Group Trouble: Fictional Collectives in Crisis

In our atomized world, nothing thrills or terrifies us more than the group. A collection of personalities and wills assembled toward a common goal–what could go wrong? Here are a few novels exploring the particular dramas of voluntary organizations, where passionate ideals collide with ego and everyday reality.

Birnam Wood is a group of crunchy eco-activists who repurpose abandoned or underutilized land for gardening projects. The ethical purity of the collective is challenged when an eccentric billionaire takes an interest in the project (and a romantic interest in the project's founder). This is a pacy thriller that depicts the types of relationships that form in a group of committed activists who collapse the boundaries between the personal and political.

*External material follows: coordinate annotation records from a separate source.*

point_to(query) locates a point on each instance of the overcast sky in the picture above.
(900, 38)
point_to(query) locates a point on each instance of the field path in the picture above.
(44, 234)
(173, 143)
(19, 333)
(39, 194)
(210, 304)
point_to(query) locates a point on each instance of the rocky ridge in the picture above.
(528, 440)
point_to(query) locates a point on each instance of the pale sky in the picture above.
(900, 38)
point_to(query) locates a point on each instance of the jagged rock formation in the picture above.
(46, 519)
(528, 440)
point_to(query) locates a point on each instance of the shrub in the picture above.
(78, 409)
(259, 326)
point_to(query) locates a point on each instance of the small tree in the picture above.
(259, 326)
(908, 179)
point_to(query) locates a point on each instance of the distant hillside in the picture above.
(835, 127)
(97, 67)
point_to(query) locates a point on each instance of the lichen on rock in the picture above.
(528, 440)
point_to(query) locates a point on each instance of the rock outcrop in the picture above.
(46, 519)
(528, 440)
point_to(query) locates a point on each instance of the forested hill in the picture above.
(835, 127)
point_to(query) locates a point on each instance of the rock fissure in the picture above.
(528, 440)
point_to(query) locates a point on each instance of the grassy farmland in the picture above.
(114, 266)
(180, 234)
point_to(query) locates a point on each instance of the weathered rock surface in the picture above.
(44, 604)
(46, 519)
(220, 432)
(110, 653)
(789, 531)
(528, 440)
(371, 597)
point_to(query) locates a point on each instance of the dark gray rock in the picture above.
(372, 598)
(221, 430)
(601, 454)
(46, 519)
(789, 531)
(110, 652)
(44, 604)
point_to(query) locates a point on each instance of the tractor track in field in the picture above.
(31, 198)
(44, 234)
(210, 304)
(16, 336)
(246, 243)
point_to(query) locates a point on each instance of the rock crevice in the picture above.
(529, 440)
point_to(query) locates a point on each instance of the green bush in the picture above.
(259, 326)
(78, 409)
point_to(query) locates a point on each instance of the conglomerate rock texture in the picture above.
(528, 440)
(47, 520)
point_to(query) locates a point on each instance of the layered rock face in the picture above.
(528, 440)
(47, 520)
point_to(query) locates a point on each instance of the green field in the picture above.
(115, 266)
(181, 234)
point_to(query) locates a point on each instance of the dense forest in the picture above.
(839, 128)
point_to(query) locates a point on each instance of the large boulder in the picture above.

The Secret History is a very fun yet disturbing book that influenced the dark academia trend in fiction. A group of students at an elite university get a little too into their Greek classics studies under the tutelage of a charismatic professor. Their individual relationships become entangled with their frenzied commitment to ancient values.

Rachel Kushner's buzzy Creation Lake follows an American spy called "Sadie Smith" who infiltrates a French anarcho-primitivist collective on behalf of French authorities, who see the group as a threat. The book alternates between Sadie's narration and ruminations on the political implications of prehistory by the group's leader.

Mishima is very intense. His novel The Sailor Who Fell From Grace With the Sea follows a group of angsty and idealistic teen boys who reject the compromises of adulthood. Their fierce idealism erupts in acts of shocking violence.

Parable of the Sower is a1993 sci fi mainstay is set in 2024(!). Lauren Olamina lives in a walled community on the outskirts of Los Angeles in a post-collapse world. Afflicted with hyperempathy, a condition that makes her physically feel others' pain, she and her community weather catastrophe. Lauren begins to develop a new religion based on a vision for the future on a ruined planet.

Iris Murdoch had two parallel careers as a popular novelist and an Oxford philosopher, and her readable yet philosophically rich fiction reflects that. In The Bell, a lay religious community on the outskirts of an abbey is depicted in all its complexity and intrigue. Despite some scandalous plot developments, the novel resists cynicism, portraying the characters’ struggle for goodness with nuance.

What’s your favorite group-gone-wrong novel?